De modo especial recomendo a caridade para com os doentes e sofredores por se acharem muitas vezes abandonados de todos e atormentados, além disso, por dores, inquietações e tédio. Procure ver em cada doente o próprio Jesus, que declarou aceitar como feito a si mesmo tudo o que se fizer pelos enfermos: “Estive doente e me visitastes” (Mt 25, 36). Precisa de grande caridade para tratar o enfermo o melhor que puder. Quanto mais pobres e abandonados estiverem os doentes, mais deve cuidar em prestar-lhes assistência, principalmente se as doenças durarem muito. Consola-os, então, servindo-os e socorrendo-os.

“Deus foi o primeiro a amar-nos (cf. 1Jo 4,10), agora o amor já não é apenas um ‘mandamento’, mas é a resposta ao dom do amor com que Deus vem ao nosso encontro” (Deus Caritas ets, 1). O cristão é uma pessoa conquistada pelo amor de Cristo e, movido por este amor, está aberto de modo profundo e concreto ao amor do próximo (cf. Deus Caritas est, 33). Esta atitude nasce, antes de tudo, da consciência de ser amados, perdoados e mesmo servidos pelo Senhor, que se inclina para lavar os pés dos apóstolos e se oferece a si mesmo na cruz para atrair a humanidade ao amor de Deus.
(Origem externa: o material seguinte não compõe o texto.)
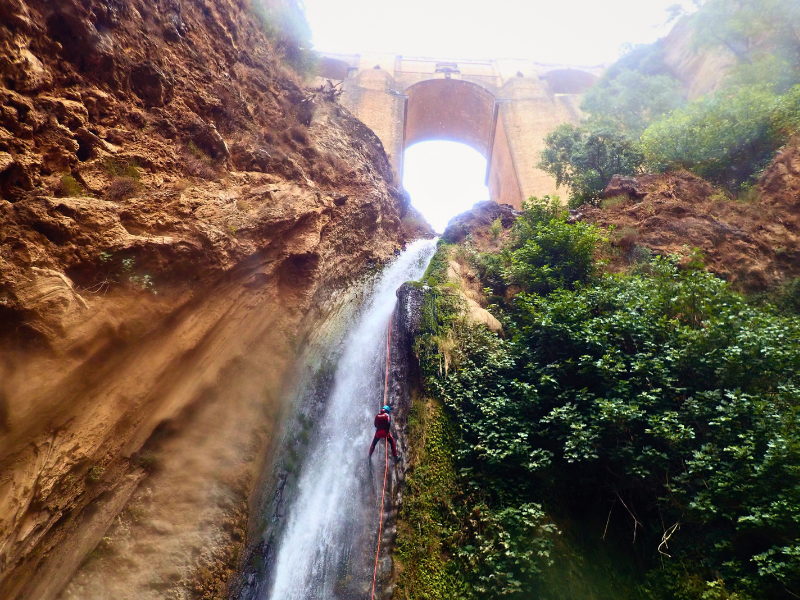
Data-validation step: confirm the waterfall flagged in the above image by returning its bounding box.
[266,240,436,600]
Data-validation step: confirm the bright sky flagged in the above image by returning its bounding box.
[403,142,489,233]
[304,0,691,65]
[304,0,691,231]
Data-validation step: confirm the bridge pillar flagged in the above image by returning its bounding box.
[322,54,602,208]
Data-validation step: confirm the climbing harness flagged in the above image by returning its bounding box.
[372,316,392,600]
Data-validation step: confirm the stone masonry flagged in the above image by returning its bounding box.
[321,54,603,208]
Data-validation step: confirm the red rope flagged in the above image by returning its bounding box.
[372,317,392,600]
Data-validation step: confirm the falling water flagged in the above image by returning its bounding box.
[261,240,435,600]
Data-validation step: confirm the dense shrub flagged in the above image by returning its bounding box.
[539,121,644,206]
[581,69,684,138]
[642,86,800,189]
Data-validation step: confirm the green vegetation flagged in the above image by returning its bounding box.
[398,201,800,600]
[57,173,83,197]
[540,0,800,197]
[642,86,800,189]
[582,69,684,136]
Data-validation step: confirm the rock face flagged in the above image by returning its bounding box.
[663,17,736,100]
[0,0,432,600]
[572,154,800,291]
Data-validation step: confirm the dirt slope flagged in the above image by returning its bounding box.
[0,0,432,599]
[573,143,800,291]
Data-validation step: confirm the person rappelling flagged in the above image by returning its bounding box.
[369,405,397,458]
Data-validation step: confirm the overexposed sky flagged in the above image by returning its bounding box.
[304,0,691,232]
[304,0,691,65]
[403,142,489,233]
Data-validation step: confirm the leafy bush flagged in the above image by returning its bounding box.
[56,173,83,197]
[581,69,684,137]
[108,177,139,202]
[539,121,644,206]
[642,86,800,189]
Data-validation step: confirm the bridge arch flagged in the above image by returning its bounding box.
[402,78,522,208]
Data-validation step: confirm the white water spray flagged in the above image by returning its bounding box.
[262,240,436,600]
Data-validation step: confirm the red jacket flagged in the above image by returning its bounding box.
[375,410,392,431]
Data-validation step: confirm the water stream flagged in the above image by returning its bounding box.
[259,240,435,600]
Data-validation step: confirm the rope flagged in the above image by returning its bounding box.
[372,316,392,600]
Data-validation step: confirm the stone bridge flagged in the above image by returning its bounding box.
[321,54,603,208]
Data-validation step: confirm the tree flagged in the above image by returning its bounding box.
[581,69,683,137]
[539,120,644,206]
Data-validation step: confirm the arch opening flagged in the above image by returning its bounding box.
[403,141,490,233]
[401,77,522,213]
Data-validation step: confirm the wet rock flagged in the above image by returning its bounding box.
[194,123,230,159]
[130,61,175,108]
[75,127,116,158]
[36,96,89,131]
[45,1,117,80]
[442,200,519,244]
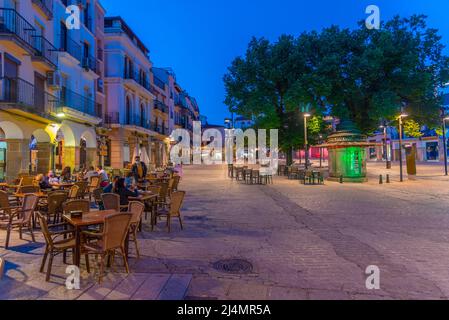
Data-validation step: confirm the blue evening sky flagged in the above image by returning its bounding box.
[102,0,449,124]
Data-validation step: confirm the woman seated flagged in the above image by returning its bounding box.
[114,178,139,206]
[36,174,52,190]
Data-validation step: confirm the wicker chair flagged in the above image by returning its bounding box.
[81,213,133,284]
[18,186,40,194]
[38,213,76,282]
[68,185,80,200]
[0,194,39,249]
[87,176,100,200]
[62,200,90,214]
[128,201,145,258]
[75,181,89,199]
[39,191,68,224]
[152,191,186,233]
[101,193,120,212]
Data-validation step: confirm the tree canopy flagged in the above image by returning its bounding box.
[224,15,449,161]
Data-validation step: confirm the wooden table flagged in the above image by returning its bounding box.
[62,210,121,267]
[51,182,75,190]
[128,192,159,231]
[13,191,48,199]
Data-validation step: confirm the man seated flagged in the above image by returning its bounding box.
[131,156,148,182]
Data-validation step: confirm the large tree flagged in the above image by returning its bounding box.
[224,16,449,165]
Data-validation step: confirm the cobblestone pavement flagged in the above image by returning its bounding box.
[0,164,449,299]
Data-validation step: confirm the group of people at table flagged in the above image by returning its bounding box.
[29,157,166,205]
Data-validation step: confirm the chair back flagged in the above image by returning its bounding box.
[159,182,168,201]
[19,175,34,187]
[172,175,181,191]
[89,176,100,192]
[22,194,39,223]
[0,191,10,209]
[92,188,104,203]
[147,185,161,195]
[69,185,80,199]
[37,212,53,247]
[101,193,120,212]
[47,192,67,214]
[75,181,89,199]
[62,200,90,214]
[103,213,132,251]
[19,185,40,194]
[170,191,186,217]
[128,201,145,224]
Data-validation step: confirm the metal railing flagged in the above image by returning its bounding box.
[154,100,168,113]
[59,36,83,62]
[0,8,36,48]
[59,87,97,118]
[32,0,53,19]
[34,36,58,67]
[83,56,97,72]
[0,77,58,115]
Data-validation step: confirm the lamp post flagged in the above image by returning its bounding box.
[398,114,407,182]
[304,113,311,170]
[443,116,449,176]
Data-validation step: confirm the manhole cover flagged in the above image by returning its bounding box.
[213,259,253,274]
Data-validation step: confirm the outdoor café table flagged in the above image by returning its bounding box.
[128,192,158,231]
[63,210,129,267]
[52,182,75,190]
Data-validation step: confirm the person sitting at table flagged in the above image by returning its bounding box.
[60,167,72,182]
[131,156,148,182]
[97,166,109,188]
[46,170,59,185]
[84,166,98,182]
[114,178,139,206]
[125,172,136,188]
[36,174,52,190]
[103,176,120,193]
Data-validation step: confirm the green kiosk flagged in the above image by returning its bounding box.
[321,121,377,183]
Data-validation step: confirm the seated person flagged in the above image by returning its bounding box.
[36,174,52,190]
[114,178,139,206]
[46,170,59,185]
[103,176,120,193]
[125,172,135,188]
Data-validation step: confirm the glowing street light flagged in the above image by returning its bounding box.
[304,113,312,170]
[398,113,408,182]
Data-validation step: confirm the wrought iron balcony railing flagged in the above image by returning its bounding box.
[59,36,83,62]
[83,56,97,72]
[0,8,36,49]
[32,0,53,20]
[34,36,58,67]
[0,77,58,116]
[59,87,97,118]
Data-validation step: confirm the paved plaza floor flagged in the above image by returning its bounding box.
[0,164,449,299]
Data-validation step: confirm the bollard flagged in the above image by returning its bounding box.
[0,258,5,280]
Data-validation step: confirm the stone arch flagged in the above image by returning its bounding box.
[0,121,24,140]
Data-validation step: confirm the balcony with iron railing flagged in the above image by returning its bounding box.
[59,87,98,118]
[33,36,58,68]
[123,70,153,93]
[0,77,58,118]
[31,0,53,20]
[154,100,169,113]
[59,36,83,62]
[83,55,97,73]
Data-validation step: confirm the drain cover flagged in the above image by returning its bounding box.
[213,259,253,274]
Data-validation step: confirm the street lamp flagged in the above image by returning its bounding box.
[398,114,407,182]
[443,117,449,176]
[304,113,311,170]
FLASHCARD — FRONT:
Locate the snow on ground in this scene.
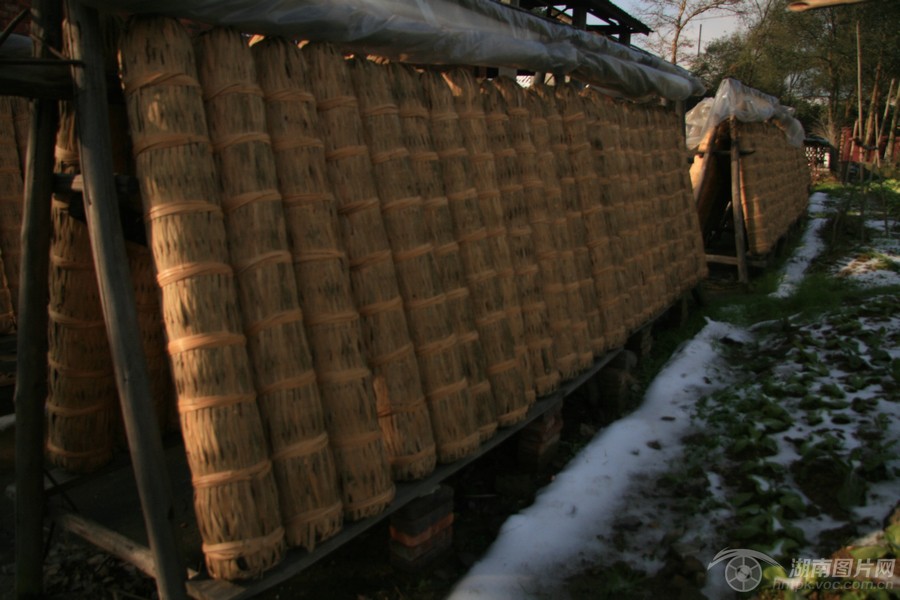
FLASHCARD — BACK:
[450,194,900,600]
[771,192,828,298]
[450,322,748,600]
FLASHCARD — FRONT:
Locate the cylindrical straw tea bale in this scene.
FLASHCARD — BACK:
[196,28,342,550]
[422,71,530,426]
[494,77,578,378]
[349,59,481,463]
[482,82,560,396]
[526,92,594,370]
[0,96,25,312]
[443,68,536,404]
[125,242,178,430]
[304,44,436,480]
[253,39,394,520]
[531,84,605,357]
[120,18,284,579]
[556,84,625,352]
[46,102,118,473]
[389,63,497,441]
[572,86,628,347]
[0,253,16,334]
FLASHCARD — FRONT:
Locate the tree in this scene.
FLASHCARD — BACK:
[690,0,900,142]
[640,0,746,64]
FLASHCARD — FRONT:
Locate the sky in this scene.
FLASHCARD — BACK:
[600,0,740,54]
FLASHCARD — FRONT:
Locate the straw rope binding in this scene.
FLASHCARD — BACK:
[349,59,481,462]
[120,18,284,579]
[304,44,435,480]
[253,39,394,519]
[196,28,342,551]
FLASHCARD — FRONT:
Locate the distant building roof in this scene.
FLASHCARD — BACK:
[519,0,653,43]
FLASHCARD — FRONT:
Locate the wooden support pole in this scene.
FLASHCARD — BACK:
[728,117,750,283]
[66,0,186,599]
[15,0,62,599]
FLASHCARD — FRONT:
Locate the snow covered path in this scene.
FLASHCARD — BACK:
[450,322,749,600]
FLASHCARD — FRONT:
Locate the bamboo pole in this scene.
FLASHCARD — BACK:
[66,0,186,599]
[884,85,900,162]
[875,77,897,151]
[15,0,62,598]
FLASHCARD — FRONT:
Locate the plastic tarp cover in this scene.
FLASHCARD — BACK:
[79,0,704,100]
[685,78,806,149]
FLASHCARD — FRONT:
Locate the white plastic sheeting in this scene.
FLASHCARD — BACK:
[685,78,806,149]
[79,0,704,100]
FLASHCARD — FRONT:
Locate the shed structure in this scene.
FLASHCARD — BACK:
[2,0,706,599]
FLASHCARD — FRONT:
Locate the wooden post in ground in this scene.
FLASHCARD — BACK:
[728,117,750,283]
[66,0,186,599]
[15,0,62,599]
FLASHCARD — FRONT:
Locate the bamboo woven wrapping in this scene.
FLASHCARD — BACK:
[620,104,654,331]
[494,77,579,379]
[573,90,636,345]
[10,96,31,176]
[196,28,342,550]
[253,39,394,519]
[349,59,481,463]
[46,102,118,473]
[304,44,435,480]
[0,96,25,314]
[738,123,809,254]
[125,242,178,431]
[422,71,528,426]
[46,199,118,473]
[389,63,497,441]
[556,84,628,352]
[523,92,594,370]
[481,82,560,396]
[444,68,536,405]
[531,85,605,357]
[120,18,284,579]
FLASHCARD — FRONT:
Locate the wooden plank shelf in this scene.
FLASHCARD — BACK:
[40,349,621,600]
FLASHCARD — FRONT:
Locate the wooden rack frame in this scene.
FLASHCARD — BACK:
[10,0,636,600]
[694,116,766,284]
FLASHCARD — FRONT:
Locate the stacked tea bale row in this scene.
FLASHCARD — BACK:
[253,40,394,519]
[444,69,544,408]
[738,123,809,254]
[391,64,497,441]
[349,59,481,463]
[46,15,173,472]
[120,18,285,579]
[531,85,606,362]
[197,29,342,549]
[482,82,565,396]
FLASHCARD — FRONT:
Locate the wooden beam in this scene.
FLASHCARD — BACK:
[178,348,621,600]
[15,0,62,600]
[706,254,738,267]
[66,0,187,600]
[53,173,140,200]
[728,117,750,283]
[0,58,72,100]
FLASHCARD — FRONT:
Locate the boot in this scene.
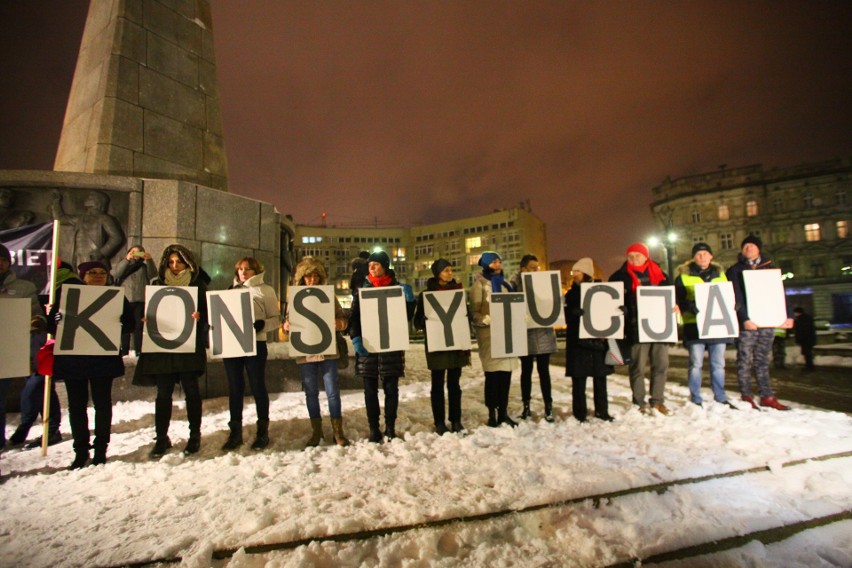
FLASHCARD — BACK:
[222,420,243,451]
[251,420,270,450]
[305,418,322,448]
[148,436,172,458]
[68,452,89,471]
[331,418,350,447]
[488,407,500,428]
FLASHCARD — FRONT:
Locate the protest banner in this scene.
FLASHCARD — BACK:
[580,282,624,339]
[521,270,565,328]
[358,286,408,353]
[636,286,677,343]
[695,282,740,339]
[207,288,257,359]
[289,286,337,356]
[0,298,32,380]
[491,292,528,359]
[142,286,198,353]
[423,290,472,352]
[53,284,124,355]
[743,268,787,327]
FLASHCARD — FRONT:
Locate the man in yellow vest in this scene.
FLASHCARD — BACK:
[675,243,736,409]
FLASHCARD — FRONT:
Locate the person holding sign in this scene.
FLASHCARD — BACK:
[222,256,281,450]
[470,251,518,428]
[725,234,793,410]
[565,257,614,422]
[349,251,405,444]
[414,258,470,435]
[48,260,133,470]
[675,243,736,408]
[511,254,556,422]
[284,256,352,448]
[136,244,207,458]
[609,243,678,415]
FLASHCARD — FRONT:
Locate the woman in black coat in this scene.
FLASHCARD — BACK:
[565,258,613,422]
[48,261,133,469]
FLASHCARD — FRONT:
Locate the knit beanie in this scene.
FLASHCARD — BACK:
[740,233,763,251]
[367,250,390,270]
[692,243,713,256]
[624,243,651,258]
[431,258,452,278]
[479,250,503,269]
[572,257,595,278]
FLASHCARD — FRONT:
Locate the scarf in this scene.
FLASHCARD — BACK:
[367,274,393,288]
[627,260,666,292]
[165,268,192,286]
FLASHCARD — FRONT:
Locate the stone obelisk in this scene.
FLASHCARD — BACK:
[54,0,228,190]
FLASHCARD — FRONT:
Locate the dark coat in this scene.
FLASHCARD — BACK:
[414,278,470,371]
[565,284,613,377]
[349,278,405,377]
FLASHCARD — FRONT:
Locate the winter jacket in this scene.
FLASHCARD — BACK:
[469,274,518,373]
[414,278,470,371]
[565,284,613,377]
[349,278,405,377]
[675,260,733,345]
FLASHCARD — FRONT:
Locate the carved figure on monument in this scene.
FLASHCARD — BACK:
[50,190,124,268]
[0,187,35,231]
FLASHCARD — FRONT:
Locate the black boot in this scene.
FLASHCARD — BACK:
[251,420,269,450]
[222,420,243,451]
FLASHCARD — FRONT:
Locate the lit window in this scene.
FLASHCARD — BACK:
[805,223,820,242]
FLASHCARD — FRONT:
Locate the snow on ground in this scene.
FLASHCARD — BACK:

Toda a vida cristã consiste em responder ao amor de Deus. Quando damos espaço ao amor de Deus, tornamo-nos semelhantes a Ele, participantes da sua própria caridade.

Amados irmãos e irmãs, queridos padres, esta mesa da comunhão que alimenta nossa fé, nos convida vestirmos o hábito do amor. Peçamos ao Senhor que afaste qualquer hostilidade do nosso coração, que nos tire qualquer sentido de autossuficiência e que nos revista verdadeiramente com as vestes do amor, para que sejamos pessoas caridosas.

Invocando a intercessão de Maria Santíssima, a Senhora da Caridade, a nos ensinar a amar, a amar mais, a amar melhor, a sermos sempre amor dedicado, peço-lhes pela intercessão de São Sebastião, nosso glorioso padroeiro, que caminhamos sem jamais desanimar.